Along with her colleagues, composer Ken Urbina and playwright Karina Richardson, Lehman first presented The Marvelous Story of Shandy Wilkes in 2009. Richardson’s original script tells the story of a girl born with mirrors behind her eyes: mirrors that reflect whatever the person looking into those eyes most loathes about himself. Reworked this year for a cast of seven performers and four musicians, Shandy Wilkes is a playful, polished, and affecting work of physical theater.

Like Proximity itself, the play is concerned with human connection and lack thereof. Little Shandy, played by Chiara Perez del Campo, yearns, like all children, to be seen. Her mother refuses to look her daughter in the eyes, preferring to buy her designer sunglasses. As played by Richardson, Ms. Wilkes is shrill and fantastically narcissistic. The toes of her right foot are curled in on themselves in a manifestation of perpetual tension. Meanwhile, the kids at school—and even Principal Tupp (Ian Wexler)—learn to fear and shun Shandy. She finds solace in her imaginary friends: a hyperactive unicorn with a Cockney accent and a penchant for coconuts (Jake Himovitz), and a rather fastidious dragon concerned with Shandy’s moral development (Gabriela London). Himovitz also plays Hymn, the only boy at school too innocent to react to Shandy’s gaze, and later, the man who loves her.

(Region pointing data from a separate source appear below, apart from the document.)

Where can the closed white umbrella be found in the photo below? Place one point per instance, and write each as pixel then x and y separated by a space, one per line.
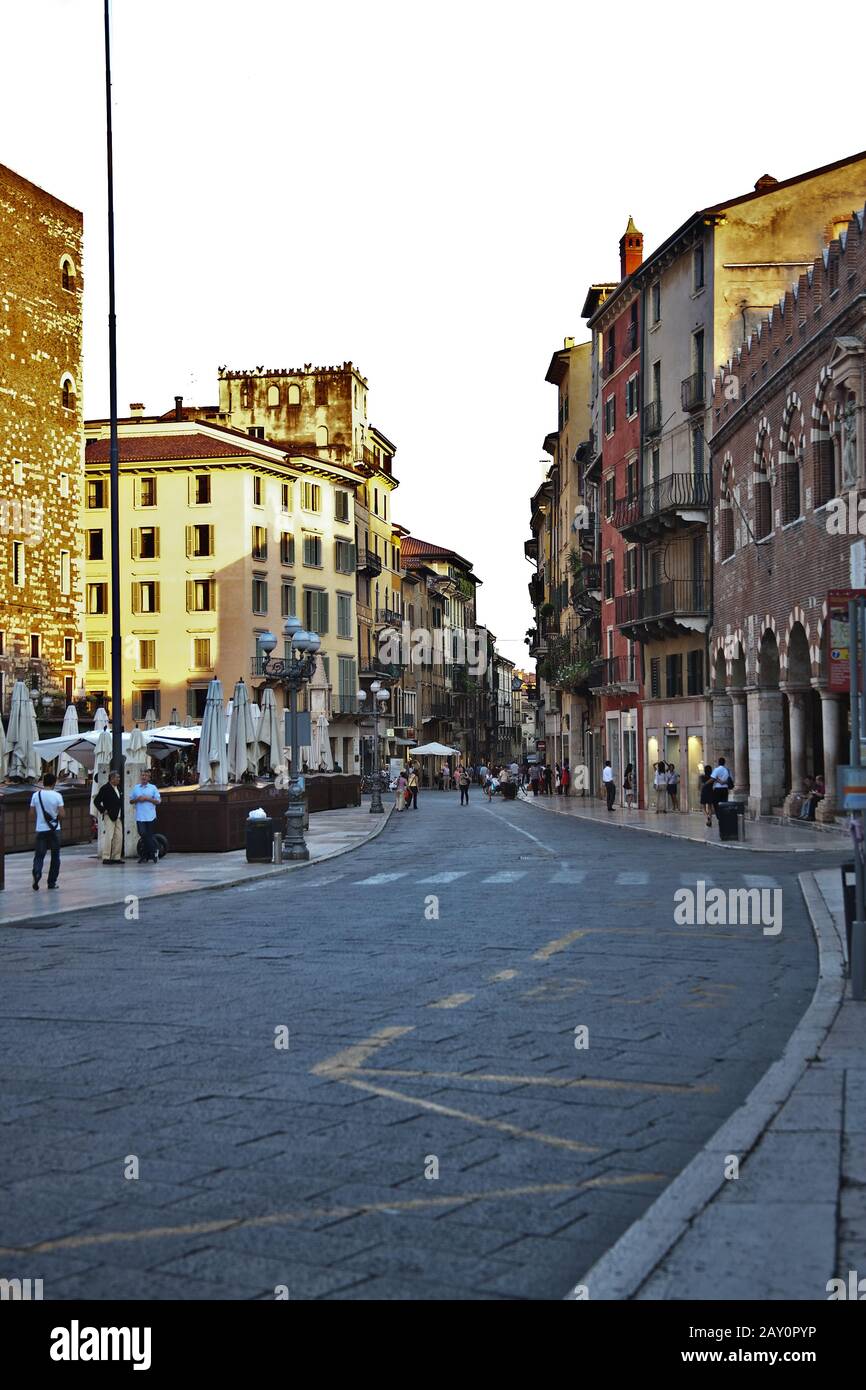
pixel 241 736
pixel 22 761
pixel 70 730
pixel 213 770
pixel 268 734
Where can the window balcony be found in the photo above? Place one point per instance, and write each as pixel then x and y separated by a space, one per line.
pixel 694 392
pixel 669 609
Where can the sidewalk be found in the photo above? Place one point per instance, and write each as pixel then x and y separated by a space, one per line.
pixel 85 883
pixel 795 1216
pixel 761 834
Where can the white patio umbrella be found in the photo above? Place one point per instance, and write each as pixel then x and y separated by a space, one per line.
pixel 213 770
pixel 241 736
pixel 22 761
pixel 70 730
pixel 268 734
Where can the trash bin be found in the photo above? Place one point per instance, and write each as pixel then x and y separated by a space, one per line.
pixel 727 813
pixel 260 840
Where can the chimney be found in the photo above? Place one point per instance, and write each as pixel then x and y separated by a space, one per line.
pixel 631 250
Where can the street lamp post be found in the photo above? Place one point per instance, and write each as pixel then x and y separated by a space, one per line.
pixel 293 673
pixel 380 699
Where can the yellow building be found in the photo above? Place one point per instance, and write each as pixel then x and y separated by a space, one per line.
pixel 223 535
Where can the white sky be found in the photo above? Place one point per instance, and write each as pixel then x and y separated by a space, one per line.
pixel 426 189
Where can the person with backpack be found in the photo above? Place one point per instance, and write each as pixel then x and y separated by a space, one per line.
pixel 47 804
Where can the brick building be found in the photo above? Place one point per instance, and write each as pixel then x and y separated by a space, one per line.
pixel 41 442
pixel 787 419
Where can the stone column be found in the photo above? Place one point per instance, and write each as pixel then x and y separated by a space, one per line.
pixel 830 734
pixel 797 724
pixel 741 745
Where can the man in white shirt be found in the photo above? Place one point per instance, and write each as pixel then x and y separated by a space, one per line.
pixel 47 804
pixel 609 784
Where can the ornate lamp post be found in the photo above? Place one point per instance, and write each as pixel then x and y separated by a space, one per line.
pixel 380 699
pixel 293 673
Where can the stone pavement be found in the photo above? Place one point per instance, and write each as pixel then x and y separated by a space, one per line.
pixel 795 1215
pixel 86 883
pixel 691 826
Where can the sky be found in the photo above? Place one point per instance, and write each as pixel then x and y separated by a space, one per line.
pixel 423 189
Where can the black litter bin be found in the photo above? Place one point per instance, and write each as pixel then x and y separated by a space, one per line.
pixel 260 840
pixel 727 813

This year’s smaller cast requires most actors to play multiple characters, and much of the joy of this production happens in the transitions. Siena Perez del Campo is brilliant as Maria Carmen, Shandy’s sympathetic old granny. Then she whips off her glasses, drops her cane, and adopts a scowl to play Jess, the sarcasm-dripping, smack-talking teen. Her sidekick, Mol, is an equally believable adolescent (“I thought you gave me that hair tie,” she whines into her cell phone; “I thought you said it made you look fat”), but she’s also brilliant as Tabitha, the schmaltzy talk-show host with a gravelly smoker’s voice and a butt-twitching dance that signifies a commercial break.

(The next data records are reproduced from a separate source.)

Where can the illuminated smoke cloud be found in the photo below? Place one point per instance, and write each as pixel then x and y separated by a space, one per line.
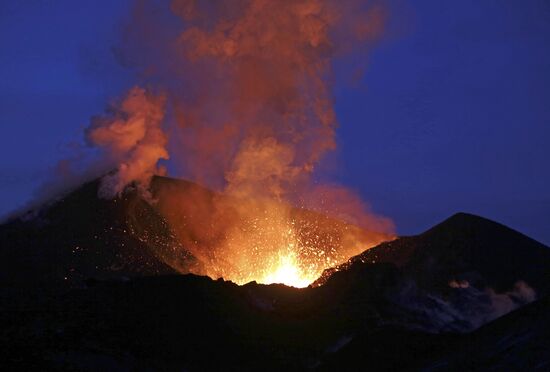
pixel 132 138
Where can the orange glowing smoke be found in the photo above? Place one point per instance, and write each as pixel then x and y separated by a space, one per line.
pixel 250 115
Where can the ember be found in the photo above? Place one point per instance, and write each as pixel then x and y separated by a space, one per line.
pixel 246 98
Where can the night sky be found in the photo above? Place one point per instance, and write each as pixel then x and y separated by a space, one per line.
pixel 450 115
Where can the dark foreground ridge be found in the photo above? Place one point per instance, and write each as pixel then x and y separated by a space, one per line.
pixel 79 291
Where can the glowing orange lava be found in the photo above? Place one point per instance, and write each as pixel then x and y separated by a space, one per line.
pixel 287 271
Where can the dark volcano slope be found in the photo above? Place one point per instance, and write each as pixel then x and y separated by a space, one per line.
pixel 397 313
pixel 519 341
pixel 81 236
pixel 194 323
pixel 467 249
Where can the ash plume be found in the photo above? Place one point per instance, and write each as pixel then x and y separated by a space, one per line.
pixel 246 110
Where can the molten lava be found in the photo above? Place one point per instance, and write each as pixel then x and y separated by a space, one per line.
pixel 238 97
pixel 287 271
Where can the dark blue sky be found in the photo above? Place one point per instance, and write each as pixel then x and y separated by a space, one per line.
pixel 451 115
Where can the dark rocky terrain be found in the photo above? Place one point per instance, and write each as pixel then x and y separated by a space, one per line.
pixel 80 291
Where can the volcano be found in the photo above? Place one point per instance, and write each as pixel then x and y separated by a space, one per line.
pixel 91 284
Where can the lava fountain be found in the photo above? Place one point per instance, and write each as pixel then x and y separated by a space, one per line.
pixel 238 97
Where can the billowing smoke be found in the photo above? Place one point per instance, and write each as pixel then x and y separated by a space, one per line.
pixel 246 109
pixel 132 139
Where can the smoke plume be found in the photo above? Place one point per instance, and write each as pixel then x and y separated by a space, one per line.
pixel 246 110
pixel 131 138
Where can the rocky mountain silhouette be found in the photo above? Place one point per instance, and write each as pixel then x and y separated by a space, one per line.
pixel 83 286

Much of what drives Shandy happens downstage left, where Urbina and his fellow musicians create a stunning range of sounds: crashing cacophonies, catchy refrains, TV jingles, even well placed passages of silence.

What’s clear from this show is that Proximity brings both playfulness and earnest dedication to the work of pushing beyond fear and forging human connections. Hallelujah.